Artikel karangan Tessel Pollman ini diterbitkan dengan judul asli, “The Unreal War: The Indonesian Revolution Through the Eyes of Dutch Novelist and Reporters,” Indonesia, 69 (2000), hal. 93,–106. Diterjemahkan oleh Haldi Patra. Diterbitkan Garak.id untuk tujuan pendidikan, bukan tujuan komersil.
***
Salah satu dari novel-novel itu adalah Groen is de Oetan (green is the Utan).[1] Seorang penulis yang tidak begitu dikenal bernama G.M. Rossum menulis buku ini setelah 1947. Buku ini jelas mengandung elemen otobiografi. Sebagaimana novel-novel lain dengan genre serupa, novel ini dibuka dengan sebuah deskripsi tentang perjalanan dari Belanda ke Hindia-Timur yang dialami oleh seorang tentara muda. Gairah petualangan menginspirasi mereka.
Gairah petualangan dan romantisme yang tidak terbatas akan pelayaran yang jauh; dalam novel perang ini, banyak tentara yang digambarkan sangat bersemangat untuk bertugas di Hindia-Belanda, di sebuah negeri yang eksotis.
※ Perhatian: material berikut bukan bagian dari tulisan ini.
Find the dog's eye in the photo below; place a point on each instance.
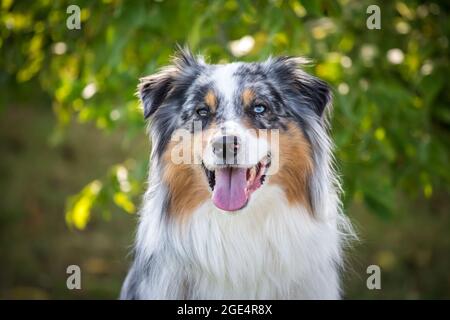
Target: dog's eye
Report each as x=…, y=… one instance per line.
x=259, y=109
x=203, y=112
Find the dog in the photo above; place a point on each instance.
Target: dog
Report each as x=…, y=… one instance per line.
x=221, y=226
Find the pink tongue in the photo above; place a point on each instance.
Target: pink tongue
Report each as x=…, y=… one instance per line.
x=229, y=192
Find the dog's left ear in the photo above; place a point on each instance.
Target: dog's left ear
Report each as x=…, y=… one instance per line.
x=315, y=92
x=153, y=90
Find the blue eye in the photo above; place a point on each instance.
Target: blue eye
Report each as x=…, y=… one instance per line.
x=259, y=109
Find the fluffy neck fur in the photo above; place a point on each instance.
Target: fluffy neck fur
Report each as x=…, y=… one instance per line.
x=267, y=251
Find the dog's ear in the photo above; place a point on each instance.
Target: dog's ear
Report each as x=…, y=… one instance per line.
x=314, y=91
x=153, y=90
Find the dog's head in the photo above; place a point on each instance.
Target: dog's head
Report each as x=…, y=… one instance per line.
x=223, y=132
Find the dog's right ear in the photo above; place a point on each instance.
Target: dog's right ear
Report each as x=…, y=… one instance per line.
x=153, y=90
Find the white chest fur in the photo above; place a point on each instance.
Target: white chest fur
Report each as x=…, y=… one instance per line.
x=268, y=251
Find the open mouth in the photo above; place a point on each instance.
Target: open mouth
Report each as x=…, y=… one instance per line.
x=232, y=185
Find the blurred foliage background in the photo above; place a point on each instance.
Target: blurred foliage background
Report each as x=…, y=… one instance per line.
x=74, y=153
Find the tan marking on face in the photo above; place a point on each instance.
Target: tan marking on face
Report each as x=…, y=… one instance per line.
x=248, y=95
x=187, y=183
x=211, y=100
x=295, y=167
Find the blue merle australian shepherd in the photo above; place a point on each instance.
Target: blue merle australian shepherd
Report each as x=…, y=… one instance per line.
x=248, y=207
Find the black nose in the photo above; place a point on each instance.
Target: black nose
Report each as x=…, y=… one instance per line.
x=226, y=148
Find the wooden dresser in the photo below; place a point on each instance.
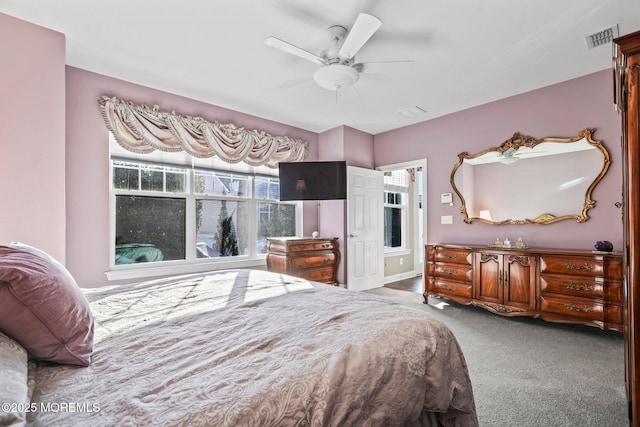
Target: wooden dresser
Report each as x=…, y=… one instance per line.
x=555, y=285
x=312, y=259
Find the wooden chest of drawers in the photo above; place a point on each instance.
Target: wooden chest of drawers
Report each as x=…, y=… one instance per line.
x=450, y=271
x=555, y=285
x=587, y=289
x=311, y=259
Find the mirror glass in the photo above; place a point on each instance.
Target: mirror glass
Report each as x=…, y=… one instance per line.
x=530, y=181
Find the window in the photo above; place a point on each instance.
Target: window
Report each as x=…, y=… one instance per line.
x=187, y=214
x=396, y=196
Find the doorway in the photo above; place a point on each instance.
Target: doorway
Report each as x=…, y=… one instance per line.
x=405, y=213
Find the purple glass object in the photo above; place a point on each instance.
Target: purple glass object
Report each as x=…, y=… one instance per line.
x=603, y=246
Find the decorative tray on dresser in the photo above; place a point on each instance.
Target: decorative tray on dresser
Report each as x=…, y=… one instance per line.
x=309, y=258
x=556, y=285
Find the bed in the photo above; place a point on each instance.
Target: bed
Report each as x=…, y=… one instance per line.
x=235, y=348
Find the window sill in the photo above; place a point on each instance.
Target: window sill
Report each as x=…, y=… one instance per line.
x=396, y=252
x=169, y=270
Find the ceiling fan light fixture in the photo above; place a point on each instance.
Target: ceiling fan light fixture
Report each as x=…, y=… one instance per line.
x=336, y=77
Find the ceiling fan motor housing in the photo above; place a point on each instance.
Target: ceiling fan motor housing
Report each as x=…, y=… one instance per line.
x=336, y=76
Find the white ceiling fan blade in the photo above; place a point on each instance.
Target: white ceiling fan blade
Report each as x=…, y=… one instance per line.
x=384, y=67
x=294, y=50
x=362, y=30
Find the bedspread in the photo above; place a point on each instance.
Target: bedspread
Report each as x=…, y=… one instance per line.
x=253, y=348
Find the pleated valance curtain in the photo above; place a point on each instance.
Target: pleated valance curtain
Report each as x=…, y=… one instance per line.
x=142, y=130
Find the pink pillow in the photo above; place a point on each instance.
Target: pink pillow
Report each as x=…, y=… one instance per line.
x=42, y=307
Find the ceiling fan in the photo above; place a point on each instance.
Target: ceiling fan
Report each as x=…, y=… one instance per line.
x=338, y=69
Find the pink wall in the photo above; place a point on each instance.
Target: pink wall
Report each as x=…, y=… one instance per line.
x=56, y=188
x=32, y=137
x=88, y=160
x=561, y=110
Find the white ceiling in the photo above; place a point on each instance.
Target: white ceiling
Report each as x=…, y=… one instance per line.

Ke sanalah tujuan mereka, seperti yang disampaikan oleh kolonel kepada anak buahnya: “Saudara-saudara, kalian telah datang sejauh ini untuk menyelesaikan tugas yang sulit, yang juga merupakan tugas terhormat. Saya paham kesulitan kalian karena berada jauh dari rumah dan berada di daerah tropis ini, tetapi kuatlah. Waspada, tekun dan percayalah kepada Tuhan, lalu semuanya akan baik-baik saja.”[2]
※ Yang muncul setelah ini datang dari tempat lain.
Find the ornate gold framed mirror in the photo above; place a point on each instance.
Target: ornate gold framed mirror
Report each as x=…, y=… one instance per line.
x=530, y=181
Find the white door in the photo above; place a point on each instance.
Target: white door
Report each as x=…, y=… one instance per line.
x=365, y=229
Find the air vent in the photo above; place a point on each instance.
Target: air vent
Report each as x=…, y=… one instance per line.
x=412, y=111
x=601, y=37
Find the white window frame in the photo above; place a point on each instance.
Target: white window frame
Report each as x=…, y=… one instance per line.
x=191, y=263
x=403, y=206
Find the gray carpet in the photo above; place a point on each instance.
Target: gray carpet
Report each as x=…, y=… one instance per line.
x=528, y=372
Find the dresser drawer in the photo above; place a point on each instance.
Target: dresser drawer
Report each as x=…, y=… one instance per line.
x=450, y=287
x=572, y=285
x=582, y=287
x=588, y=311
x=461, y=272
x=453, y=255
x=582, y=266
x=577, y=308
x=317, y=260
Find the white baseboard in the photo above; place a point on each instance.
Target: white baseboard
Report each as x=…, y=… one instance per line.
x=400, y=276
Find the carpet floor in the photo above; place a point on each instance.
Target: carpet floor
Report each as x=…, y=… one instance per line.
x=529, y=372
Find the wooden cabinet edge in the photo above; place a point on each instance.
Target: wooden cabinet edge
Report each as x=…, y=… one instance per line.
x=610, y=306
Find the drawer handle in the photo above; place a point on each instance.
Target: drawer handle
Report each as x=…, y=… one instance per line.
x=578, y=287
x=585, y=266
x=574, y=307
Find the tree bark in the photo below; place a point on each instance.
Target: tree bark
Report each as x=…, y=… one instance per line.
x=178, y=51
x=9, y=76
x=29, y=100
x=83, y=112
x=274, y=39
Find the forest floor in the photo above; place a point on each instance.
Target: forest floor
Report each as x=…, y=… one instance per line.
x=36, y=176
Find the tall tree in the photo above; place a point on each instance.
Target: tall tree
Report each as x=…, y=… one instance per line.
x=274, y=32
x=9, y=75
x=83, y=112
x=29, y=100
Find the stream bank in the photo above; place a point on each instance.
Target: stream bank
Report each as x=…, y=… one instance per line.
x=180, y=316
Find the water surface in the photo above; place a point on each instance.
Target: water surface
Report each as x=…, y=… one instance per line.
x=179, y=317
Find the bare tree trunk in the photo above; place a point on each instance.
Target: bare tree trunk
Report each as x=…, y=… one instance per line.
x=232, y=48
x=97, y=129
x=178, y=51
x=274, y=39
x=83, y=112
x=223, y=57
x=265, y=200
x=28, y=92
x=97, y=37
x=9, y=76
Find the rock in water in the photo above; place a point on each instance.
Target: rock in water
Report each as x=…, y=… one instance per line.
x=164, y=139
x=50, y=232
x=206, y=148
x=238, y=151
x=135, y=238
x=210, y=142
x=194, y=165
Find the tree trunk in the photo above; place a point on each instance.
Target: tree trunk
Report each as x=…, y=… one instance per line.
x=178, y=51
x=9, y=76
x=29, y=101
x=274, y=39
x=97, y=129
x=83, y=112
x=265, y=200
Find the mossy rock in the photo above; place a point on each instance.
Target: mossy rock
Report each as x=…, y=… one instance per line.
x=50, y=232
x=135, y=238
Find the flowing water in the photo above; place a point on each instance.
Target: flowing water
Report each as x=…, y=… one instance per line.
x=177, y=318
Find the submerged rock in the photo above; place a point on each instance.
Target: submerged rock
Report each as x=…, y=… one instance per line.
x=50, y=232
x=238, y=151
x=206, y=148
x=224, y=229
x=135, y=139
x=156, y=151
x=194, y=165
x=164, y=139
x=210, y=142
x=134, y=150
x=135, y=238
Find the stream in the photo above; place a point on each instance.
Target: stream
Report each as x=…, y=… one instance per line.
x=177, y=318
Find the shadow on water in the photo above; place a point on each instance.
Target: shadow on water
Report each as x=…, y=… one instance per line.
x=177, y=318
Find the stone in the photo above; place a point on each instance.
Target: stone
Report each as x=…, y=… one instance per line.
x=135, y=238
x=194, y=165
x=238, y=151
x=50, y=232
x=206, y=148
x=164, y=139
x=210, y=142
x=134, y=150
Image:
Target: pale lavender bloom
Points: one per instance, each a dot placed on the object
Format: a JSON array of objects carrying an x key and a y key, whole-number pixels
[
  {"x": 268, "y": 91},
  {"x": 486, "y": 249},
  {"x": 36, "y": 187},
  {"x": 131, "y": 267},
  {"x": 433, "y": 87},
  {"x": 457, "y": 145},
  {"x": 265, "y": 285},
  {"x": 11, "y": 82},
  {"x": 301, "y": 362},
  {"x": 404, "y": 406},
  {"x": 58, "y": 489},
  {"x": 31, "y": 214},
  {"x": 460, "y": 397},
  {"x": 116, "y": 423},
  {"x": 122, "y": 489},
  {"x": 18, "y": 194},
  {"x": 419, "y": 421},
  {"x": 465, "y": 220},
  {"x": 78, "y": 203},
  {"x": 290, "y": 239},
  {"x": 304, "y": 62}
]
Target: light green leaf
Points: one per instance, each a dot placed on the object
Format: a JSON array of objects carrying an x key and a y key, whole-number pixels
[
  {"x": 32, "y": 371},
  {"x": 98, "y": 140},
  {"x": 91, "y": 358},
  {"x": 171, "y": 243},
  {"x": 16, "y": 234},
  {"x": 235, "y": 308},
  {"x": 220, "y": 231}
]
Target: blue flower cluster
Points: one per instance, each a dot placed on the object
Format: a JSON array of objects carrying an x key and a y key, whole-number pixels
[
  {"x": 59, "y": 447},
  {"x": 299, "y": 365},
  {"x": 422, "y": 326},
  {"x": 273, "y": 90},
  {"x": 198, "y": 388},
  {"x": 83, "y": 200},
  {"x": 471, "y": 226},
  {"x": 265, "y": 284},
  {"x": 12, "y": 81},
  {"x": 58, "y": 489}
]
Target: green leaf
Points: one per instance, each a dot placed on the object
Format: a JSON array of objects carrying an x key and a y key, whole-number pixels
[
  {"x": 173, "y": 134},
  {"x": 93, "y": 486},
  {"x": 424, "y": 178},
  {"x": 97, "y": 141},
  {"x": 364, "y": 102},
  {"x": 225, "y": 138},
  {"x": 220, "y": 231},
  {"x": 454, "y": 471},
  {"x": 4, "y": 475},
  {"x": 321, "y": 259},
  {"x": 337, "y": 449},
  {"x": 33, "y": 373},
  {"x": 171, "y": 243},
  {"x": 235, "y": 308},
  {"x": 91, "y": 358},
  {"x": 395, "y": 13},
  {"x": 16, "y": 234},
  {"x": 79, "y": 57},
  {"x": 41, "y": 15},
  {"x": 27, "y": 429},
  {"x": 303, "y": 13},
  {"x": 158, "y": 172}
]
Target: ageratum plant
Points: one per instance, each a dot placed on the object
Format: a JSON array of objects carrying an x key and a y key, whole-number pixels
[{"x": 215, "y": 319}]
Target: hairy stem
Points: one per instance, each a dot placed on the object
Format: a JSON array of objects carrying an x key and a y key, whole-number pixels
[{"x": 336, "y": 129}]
Apa yang paling mencolok dari penggambaran karakter militer ini adalah seperti yang dideskripsikan oleh kolonel: para prajurit akan melaksanakan sebuah “tugas yang mulia.” Sebuah korps perdamaian. Dan Letnan Vermeulen, tokoh utama dari novel ini, percaya dengan karakterisasi ini.
Misi Pasukan Perdamaian yang idealistis ini, bagaimanapun, mengandung kritik ideologis, dan G. M. van Rossum mendeskripsikannya dengan piawai. Pertama, para pembaca bertemu dengan seorang radikal kiri, Nelis de Wit, alias Grouch, yang memberikan kesimpulan misi mereka sehari setelah mereka sampai di Jawa: “Jika seluruh kumpulan kapitalis busuk ini mendapatkan kesempatan, mereka sekali lagi akan mengeksploitasi orang-orang Indonesia. Dan kita harus tenggelam dalam kekacauan ini selama dua tahun dan dipaksa untuk melawan orang-orang yang belum pernah kita lihat.”[3]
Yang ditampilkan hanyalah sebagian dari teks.